PwC’s Entertainment and Media Outlook 2014-2018 predicts B.O. takings will increase from $1.1 billion last year to nearly $1.3 billion in 2018, a compound annual growth rate (CAGR) of 3.3%.
Pro-rata, that is better than the overall filmed entertainment market which PwC projects will expand from $2.6 billion in 2013 to $2.78 billion, a CAGR of just 1.1%.
PwC’s Megan Brownlow acknowledges the film sector is notoriously hard to predict because no one knows how commercial the product will be in the coming years.
“Cinema admissions are likely to remain stable as Australians continue to relish a unique experience which cannot be replicated in the home,” the report notes.
The physical retail and rental market will continue to decline but the firm believes DVD kiosks will help extend the rental market for at least five years.
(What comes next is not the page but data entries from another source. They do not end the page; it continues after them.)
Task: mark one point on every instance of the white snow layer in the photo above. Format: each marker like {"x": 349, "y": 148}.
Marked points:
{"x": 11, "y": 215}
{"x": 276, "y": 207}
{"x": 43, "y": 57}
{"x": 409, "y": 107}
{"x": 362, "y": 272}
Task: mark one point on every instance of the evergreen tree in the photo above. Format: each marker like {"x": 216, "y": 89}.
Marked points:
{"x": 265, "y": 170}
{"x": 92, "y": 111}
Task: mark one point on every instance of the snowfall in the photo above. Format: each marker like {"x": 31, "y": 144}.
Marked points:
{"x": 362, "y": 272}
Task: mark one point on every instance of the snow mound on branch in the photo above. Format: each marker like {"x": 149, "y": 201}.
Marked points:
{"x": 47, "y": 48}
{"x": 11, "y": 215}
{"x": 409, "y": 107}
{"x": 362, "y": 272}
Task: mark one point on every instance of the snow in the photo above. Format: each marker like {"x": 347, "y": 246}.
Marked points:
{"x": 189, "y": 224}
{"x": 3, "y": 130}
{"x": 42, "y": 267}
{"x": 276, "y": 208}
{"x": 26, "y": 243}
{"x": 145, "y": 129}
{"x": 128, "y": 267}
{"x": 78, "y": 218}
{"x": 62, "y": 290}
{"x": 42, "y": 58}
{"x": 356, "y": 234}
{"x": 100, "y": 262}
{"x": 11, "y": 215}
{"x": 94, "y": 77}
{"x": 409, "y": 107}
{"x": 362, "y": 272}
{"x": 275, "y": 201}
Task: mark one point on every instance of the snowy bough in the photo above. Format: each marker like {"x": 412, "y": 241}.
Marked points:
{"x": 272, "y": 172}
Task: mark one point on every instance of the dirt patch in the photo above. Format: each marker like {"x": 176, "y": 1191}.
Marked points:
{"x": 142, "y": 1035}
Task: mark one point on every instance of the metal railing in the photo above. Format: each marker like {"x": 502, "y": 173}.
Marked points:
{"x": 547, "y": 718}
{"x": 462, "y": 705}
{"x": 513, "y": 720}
Despite the growth in electronic sell-through and Video-on-Demand, home entertainment revenues are expected to fall from $1.43 billion in 2013 to $1.36 billion in 2018.
The outook for the in-store rental market is bleak as the firm predicts revenues will plummet from $82 million this year to just $16 million in 2018.
The entire sell-through category is forecast to decline from $1.17 billion to $1 billion. Craig White, CEO of Access Digital Entertainment, which owns e-tailer EzyFlix.tv, contends that pricing is a barrier to digital sales, telling PwC, “Consumers are not seeing the benefit of paying $25 for a new release versus a $6 rental transaction. There is room for the price to come down on EST.”
VoD revenues from streaming and over-the-top services such as Apple TV, Xbox Live, PlayStation and JB Hi-Fi’s Now Video are expected to more than double, from $103 million last year to $255 million in 2018 .
The outlook is similar for Subscription VoD, which could expand from $43 million to $85 million.
“Despite the costs and complexity involved, we expect retailers will embrace digital as the shift becomes inevitable,” the report concludes.